L’article 10 de la Convention euro­péenne des droits de l’homme affirme ainsi : « L’exercice de ces liber­tés com­por­tant des devoirs et des res­pon­sa­bi­li­tés peut être sou­mis à cer­taines for­ma­li­tés, condi­tions, res­tric­tions ou sanc­tions pré­vues par la loi, qui consti­tuent des mesures néces­saires […] ». Ainsi, la liber­té d’expression ne doit pas mettre en place des seuls droits, mais doit émettre des devoirs afin que cha­cun puisse exer­cer ses droits de la manière la plus libre pos­sible. Il faut donc néces­sai­re­ment que des atteintes soient por­tées à la liber­té d’expression. Ainsi, la liber­té d’expression n’est pas garan­tie pour tous. Il en est ainsi des hauts fonc­tion­naires, sou­mis à l’obligation de réserve (magis­trats, membres du Conseil d’Etat…). La juris­pru­dence par­ti­cipe à la fixa­tion des limites : Dame Kowalewski, 1955, CE ; en l’espèce, un agent de la poste par­ti­ci­pait à une mani­fes­ta­tion inter­dite par le Gouvernement.
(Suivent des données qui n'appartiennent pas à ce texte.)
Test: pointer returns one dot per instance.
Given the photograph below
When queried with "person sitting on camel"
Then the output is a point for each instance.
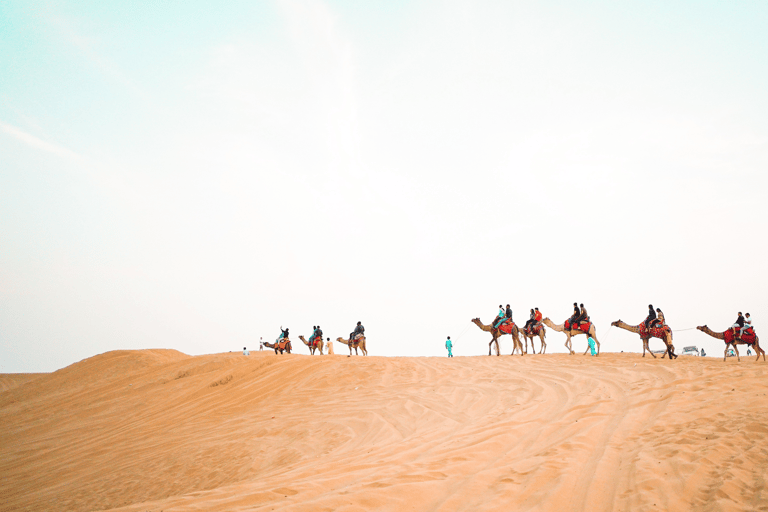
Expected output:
(499, 318)
(747, 325)
(359, 330)
(650, 318)
(583, 316)
(739, 324)
(531, 320)
(576, 314)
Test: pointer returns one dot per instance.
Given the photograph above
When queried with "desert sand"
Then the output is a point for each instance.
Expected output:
(156, 430)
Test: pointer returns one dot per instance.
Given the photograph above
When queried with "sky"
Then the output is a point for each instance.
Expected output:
(193, 177)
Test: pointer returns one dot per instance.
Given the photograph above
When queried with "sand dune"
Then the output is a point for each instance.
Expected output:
(159, 430)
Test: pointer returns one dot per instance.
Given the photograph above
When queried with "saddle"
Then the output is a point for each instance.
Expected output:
(654, 332)
(749, 337)
(507, 326)
(535, 331)
(581, 326)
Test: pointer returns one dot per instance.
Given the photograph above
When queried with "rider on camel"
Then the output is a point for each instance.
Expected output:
(650, 318)
(499, 318)
(531, 320)
(359, 329)
(739, 324)
(583, 316)
(659, 322)
(747, 325)
(576, 314)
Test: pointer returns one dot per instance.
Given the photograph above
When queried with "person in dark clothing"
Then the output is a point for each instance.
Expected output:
(531, 320)
(575, 315)
(739, 323)
(651, 317)
(359, 329)
(583, 317)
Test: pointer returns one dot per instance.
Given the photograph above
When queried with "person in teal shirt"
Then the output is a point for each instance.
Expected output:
(591, 342)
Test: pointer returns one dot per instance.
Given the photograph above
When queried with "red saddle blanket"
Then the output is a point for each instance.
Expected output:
(583, 327)
(654, 332)
(506, 327)
(535, 331)
(749, 337)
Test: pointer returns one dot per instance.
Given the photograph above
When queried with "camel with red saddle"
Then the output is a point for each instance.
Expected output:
(664, 333)
(317, 344)
(588, 329)
(358, 342)
(507, 327)
(284, 345)
(539, 332)
(749, 338)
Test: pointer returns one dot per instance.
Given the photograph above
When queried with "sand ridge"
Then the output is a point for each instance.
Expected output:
(159, 430)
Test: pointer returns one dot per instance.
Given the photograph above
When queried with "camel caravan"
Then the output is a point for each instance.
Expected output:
(315, 342)
(654, 326)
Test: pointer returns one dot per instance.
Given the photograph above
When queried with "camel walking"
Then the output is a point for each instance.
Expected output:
(354, 343)
(541, 335)
(730, 339)
(317, 345)
(663, 333)
(282, 346)
(573, 332)
(497, 332)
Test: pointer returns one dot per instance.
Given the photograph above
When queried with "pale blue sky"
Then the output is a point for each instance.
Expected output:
(190, 178)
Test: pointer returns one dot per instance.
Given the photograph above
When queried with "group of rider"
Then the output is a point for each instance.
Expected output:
(534, 321)
(317, 334)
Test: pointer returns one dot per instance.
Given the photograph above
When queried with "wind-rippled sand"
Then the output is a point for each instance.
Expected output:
(158, 430)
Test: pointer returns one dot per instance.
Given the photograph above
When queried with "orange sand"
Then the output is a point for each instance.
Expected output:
(158, 430)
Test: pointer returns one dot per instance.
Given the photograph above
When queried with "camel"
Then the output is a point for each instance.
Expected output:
(542, 334)
(496, 333)
(646, 336)
(733, 342)
(315, 346)
(359, 343)
(573, 332)
(286, 347)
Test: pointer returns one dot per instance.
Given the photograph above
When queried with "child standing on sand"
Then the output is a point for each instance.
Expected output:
(591, 342)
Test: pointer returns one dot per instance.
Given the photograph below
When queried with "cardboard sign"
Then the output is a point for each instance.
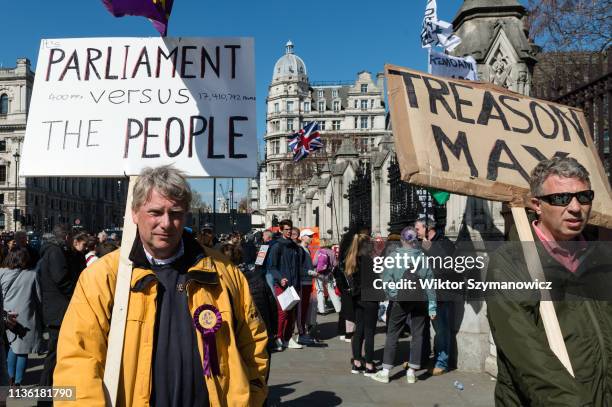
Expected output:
(452, 67)
(112, 106)
(482, 140)
(261, 255)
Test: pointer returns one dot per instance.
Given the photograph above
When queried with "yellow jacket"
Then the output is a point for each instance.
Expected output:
(241, 340)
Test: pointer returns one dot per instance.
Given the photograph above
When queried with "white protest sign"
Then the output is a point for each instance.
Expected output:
(449, 66)
(112, 106)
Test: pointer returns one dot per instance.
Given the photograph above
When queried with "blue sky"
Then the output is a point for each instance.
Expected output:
(335, 38)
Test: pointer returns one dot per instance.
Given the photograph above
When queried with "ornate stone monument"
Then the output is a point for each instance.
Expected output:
(493, 32)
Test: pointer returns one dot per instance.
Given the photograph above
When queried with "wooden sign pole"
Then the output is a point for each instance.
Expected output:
(547, 309)
(116, 335)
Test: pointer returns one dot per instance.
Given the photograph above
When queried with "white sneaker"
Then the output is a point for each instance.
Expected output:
(381, 376)
(293, 344)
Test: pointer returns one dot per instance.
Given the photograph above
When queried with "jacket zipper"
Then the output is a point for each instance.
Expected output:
(602, 344)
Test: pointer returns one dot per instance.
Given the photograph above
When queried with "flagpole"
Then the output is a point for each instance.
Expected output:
(333, 195)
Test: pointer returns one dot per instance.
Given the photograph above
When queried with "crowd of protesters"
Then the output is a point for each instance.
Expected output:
(329, 279)
(37, 286)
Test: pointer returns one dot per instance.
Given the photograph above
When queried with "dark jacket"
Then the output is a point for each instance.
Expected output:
(442, 247)
(529, 374)
(286, 261)
(263, 297)
(57, 276)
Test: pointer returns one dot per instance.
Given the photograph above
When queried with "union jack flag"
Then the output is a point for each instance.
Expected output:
(305, 141)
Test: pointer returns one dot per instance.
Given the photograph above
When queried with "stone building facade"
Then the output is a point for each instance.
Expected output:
(42, 203)
(350, 115)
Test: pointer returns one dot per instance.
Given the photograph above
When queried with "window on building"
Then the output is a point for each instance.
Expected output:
(364, 122)
(275, 147)
(336, 145)
(289, 196)
(4, 104)
(273, 171)
(275, 196)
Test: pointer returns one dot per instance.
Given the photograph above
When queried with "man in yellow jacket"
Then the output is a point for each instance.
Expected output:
(193, 335)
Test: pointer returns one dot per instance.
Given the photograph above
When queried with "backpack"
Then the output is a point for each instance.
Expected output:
(323, 263)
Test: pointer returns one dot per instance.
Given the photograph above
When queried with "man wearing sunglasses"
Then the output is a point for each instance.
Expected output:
(529, 373)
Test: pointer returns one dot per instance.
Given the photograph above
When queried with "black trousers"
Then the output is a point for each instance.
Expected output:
(46, 377)
(366, 316)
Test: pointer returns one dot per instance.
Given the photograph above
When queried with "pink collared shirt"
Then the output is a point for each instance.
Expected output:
(570, 259)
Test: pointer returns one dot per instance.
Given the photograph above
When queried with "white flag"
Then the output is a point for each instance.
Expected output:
(452, 67)
(437, 33)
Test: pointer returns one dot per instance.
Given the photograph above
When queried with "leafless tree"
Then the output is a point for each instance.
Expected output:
(570, 25)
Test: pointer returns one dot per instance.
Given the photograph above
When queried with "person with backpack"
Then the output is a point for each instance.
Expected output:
(418, 306)
(358, 264)
(21, 293)
(286, 265)
(325, 261)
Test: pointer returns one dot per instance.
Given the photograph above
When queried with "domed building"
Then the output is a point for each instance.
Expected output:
(349, 113)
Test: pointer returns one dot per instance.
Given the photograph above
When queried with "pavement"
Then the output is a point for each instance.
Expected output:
(320, 376)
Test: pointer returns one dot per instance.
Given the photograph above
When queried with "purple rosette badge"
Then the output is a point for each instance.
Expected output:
(207, 320)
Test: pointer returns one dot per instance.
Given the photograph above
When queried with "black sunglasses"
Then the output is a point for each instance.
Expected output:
(564, 198)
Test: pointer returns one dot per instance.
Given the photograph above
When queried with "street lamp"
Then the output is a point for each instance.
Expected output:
(15, 214)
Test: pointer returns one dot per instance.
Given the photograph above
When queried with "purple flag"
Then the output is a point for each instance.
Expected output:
(158, 11)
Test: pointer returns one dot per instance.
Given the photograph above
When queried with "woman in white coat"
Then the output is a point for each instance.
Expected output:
(21, 294)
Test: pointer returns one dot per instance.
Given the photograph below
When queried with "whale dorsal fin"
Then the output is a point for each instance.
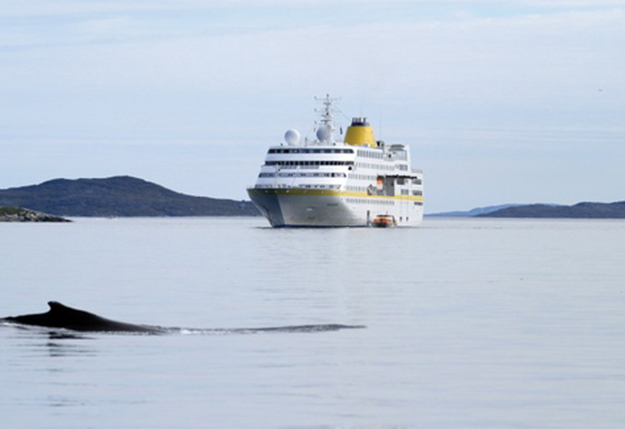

Limitations plus spécifiques à la liberté d’expression

Les divers moyens per­met­tant la liber­té d’expression font l’objet de limi­ta­tions. Ainsi, la presse doit par­fois limi­ter les pro­pos tenus dans ses articles en rai­son notam­ment des délits de pro­vo­ca­tion à la haine et de dis­cri­mi­na­tion raciale. La loi Gayssot de 1990 inter­dit ainsi par exemple la néga­tion du géno­cide juif. Dans un autre contexte, un texte punit éga­le­ment « l’of­fense au Président de la République ».

Certains ont mis en cause les limi­ta­tions à la liber­té d’ex­pres­sion de la presse. Ainsi, en 2015, l’annonce de la sup­pres­sion des “Guignols” sur Canal + avait pro­vo­qué de vives réac­tions, cer­tains dénon­çant une “attaque contre la liber­té de pen­ser”. De la même façon, en 2015, le chro­ni­queur d’une radio dénon­çait un « boy­cott puni­tif » de la part du minis­tère, allant jusqu’à évo­quer des « pres­sions proches d’une cen­sure » après avoir été remer­cié après une chro­nique met­tant en cause l’efficacité des forces de sécu­ri­té durant les atten­tats de novembre. 1

La presse voit éga­le­ment sa liber­té d’ex­pres­sion limi­tée par les pres­sions, les menaces de sup­pres­sion de fonds publi­ci­taires, le har­cè­le­ment judi­ciaire qui sont des moyens de cen­su­rer la presse.

Mais la presse n’est pas le seul moyen d’expression qui subit des res­tric­tions. Le ciné­ma, bien qu’il soit l’un des grands moyens per­met­tant la liber­té d’expression, ne peut éga­le­ment s’exercer de manière tota­le­ment libre. Des visas d’autorisations doivent obli­ga­toi­re­ment être deman­dés, ce qui leur octroi ou non cer­taines aides financières.

Internet est éga­le­ment visé, et la loi de 2014 rela­tive à la lutte contre le terrorisme.a intro­duit le délit d’a­po­lo­gie du terrorisme.